We use the same criteria to filter low quality genes.

```{r}
dds_genes <-DESeqDataSetFromMatrix(countData = table_counts, 
                                   colData = metadata %>% column_to_rownames("Sample"), 
                                   design = ~Grupo) 

dds_genes <- DESeq(dds_genes,sfType = "poscounts", fitType = "mean")
```

## Quality Control

```{r}
reads_genes %>% pivot_longer(names_to = "Sample", values_to = "counts", -(gene_id:gene_name)) %>% 
  group_by(Sample) %>% 
  summarise(TotalCounts = sum(counts)) %>% 
  full_join(metadata) %>% 
  ggplot(aes(x= Sample, y = TotalCounts, fill = Grupo)) + geom_col() + coord_flip() + theme_light()+ labs(title = "Raw Data")

```

```{r}
counts(dds_genes, normalized = T) %>% as_tibble(rownames = "genes_id") %>% pivot_longer(names_to = "Sample", values_to = "counts", -genes_id) %>% 
  group_by(Sample) %>% 
  summarise(TotalCounts = sum(counts)) %>% 
  full_join(metadata) %>% 
  ggplot(aes(x= Sample, y = TotalCounts, fill = Grupo)) + geom_col() + coord_flip() + theme_light() + labs(title = "Normalize Data")
```

```{r}

pca <- vegan::metaMDS(counts(dds_genes, normalized = T) %>% t())

pca$points %>% 
  as.data.frame() %>% 
  rownames_to_column("Sample") %>% 
  inner_join(metadata) %>% 
  ggplot(aes(x = MDS1, y = MDS2, fill = Grupo, label =Sample)) + geom_label() +
  theme_light()

```

We obtain the same results at heterogeneity level of the samples.

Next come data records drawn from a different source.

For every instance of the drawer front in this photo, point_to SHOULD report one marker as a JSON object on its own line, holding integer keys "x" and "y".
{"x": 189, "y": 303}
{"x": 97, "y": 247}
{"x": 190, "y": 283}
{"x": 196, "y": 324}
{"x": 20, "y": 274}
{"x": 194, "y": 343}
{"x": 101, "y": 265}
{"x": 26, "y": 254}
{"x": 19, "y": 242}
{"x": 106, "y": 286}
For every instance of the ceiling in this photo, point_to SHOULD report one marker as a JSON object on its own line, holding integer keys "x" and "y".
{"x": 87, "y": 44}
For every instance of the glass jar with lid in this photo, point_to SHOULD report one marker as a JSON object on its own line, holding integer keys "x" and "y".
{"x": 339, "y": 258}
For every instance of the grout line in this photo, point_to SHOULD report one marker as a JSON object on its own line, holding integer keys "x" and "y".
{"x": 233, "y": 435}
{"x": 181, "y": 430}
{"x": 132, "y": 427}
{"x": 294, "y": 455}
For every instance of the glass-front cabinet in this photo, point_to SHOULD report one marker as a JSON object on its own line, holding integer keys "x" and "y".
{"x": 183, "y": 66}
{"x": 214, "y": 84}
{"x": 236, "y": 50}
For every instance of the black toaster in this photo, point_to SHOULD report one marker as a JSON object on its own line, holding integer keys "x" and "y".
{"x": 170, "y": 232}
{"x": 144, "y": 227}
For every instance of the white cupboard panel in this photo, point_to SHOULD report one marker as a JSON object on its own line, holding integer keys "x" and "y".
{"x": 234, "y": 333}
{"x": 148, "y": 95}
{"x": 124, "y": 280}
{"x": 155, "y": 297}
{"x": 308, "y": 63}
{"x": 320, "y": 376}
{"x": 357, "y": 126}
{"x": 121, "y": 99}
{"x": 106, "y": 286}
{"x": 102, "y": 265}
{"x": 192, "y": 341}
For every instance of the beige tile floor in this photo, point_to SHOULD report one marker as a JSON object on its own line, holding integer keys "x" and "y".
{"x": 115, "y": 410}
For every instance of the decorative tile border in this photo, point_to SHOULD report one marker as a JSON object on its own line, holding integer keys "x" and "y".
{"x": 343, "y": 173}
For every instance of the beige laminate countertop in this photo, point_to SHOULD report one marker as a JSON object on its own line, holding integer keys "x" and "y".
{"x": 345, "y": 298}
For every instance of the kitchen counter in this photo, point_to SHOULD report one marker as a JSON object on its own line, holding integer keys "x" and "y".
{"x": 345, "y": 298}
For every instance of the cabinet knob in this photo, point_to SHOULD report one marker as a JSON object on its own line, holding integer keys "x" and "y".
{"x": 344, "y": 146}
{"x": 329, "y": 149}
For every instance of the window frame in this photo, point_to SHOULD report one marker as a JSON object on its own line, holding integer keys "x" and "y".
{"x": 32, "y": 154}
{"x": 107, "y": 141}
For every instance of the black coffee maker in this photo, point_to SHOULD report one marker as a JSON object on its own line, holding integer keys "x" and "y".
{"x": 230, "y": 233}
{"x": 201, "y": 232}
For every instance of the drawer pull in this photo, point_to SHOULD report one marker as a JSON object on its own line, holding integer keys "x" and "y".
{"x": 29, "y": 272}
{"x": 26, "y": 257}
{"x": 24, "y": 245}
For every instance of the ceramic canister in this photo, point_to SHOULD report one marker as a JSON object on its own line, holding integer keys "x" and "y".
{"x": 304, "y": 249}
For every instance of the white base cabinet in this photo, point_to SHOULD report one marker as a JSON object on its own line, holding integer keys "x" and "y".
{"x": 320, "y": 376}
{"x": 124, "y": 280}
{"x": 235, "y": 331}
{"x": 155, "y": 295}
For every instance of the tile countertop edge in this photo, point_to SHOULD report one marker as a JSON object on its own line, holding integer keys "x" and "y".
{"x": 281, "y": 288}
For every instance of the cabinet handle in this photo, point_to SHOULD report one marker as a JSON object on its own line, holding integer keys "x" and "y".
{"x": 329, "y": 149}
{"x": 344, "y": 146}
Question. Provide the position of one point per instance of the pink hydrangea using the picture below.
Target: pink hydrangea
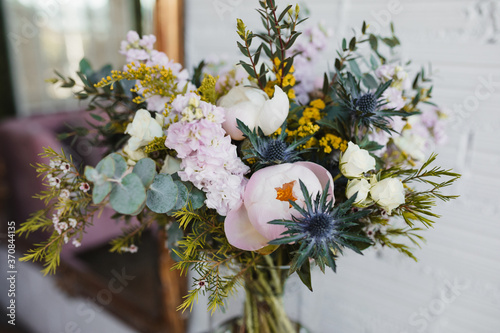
(209, 159)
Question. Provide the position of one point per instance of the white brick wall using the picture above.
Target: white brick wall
(382, 291)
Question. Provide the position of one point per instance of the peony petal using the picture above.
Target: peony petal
(260, 195)
(274, 112)
(240, 232)
(245, 112)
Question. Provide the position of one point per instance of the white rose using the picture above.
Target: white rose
(143, 129)
(254, 108)
(389, 193)
(362, 188)
(133, 155)
(356, 161)
(171, 165)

## Differential Expression Test

```{r}
resultsNames(dds_genes)

de_test <- results(dds_genes) %>% 
  as_tibble(rownames = "Gene_ID") %>% inner_join(ids)
  
de_test%>% 
  mutate(sig = ifelse(padj < 0.01,"Significative","No-Significative")) %>%
  mutate(label = ifelse(sig == "Significative",Gene_Name,NA)) %>% 
  ggplot(aes(x= log2FoldChange, 
             y = -log10(padj), 
             color = sig, 
             size = sqrt(baseMean), 
             label = label)) +
  geom_point(alpha = 0.5) +
  geom_text_repel(size = 1)+
  scale_color_d3() +
  theme_light() + 
  labs(title = "Volcano Plot Grupo_X_vs_P") 


de_test%>% 
  mutate(sig = ifelse(padj < 0.01,"Significative","No-Significative")) %>%
  mutate(label = ifelse(sig == "Significative",Gene_Name,NA)) %>% 
  ggplot(aes(x= baseMean, 
             y = log2FoldChange, 
             color = sig, 
             size = sqrt(baseMean), 
             label = label)) +
  geom_point(alpha = 0.5) +
  geom_text_repel(size = 1)+
  scale_color_d3() +
  scale_x_log10()+
  theme_light() + 
  labs(title = "MA Plot Grupo_X_vs_P")
```

```{r }
significativos <- de_test%>% 
  filter(padj < 0.01) %>% pull(Gene_Name)

counts(dds_genes, normalized = T) %>% 
  as.data.frame() %>% 
  rownames_to_column("Gene_Name") %>% 
  filter( Gene_Name %in% significativos) %>% 
  pivot_longer(names_to = "Sample",values_to = "counts", -Gene_Name) %>% 
  inner_join(metadata) %>% 
  ggplot(aes(x = Grupo, y = counts, fill = Grupo)) + geom_boxplot() + facet_wrap(~Gene_Name, scales = "free_y") + scale_fill_d3() + theme_light()
```

In this case we only see two genes deferentially expresed.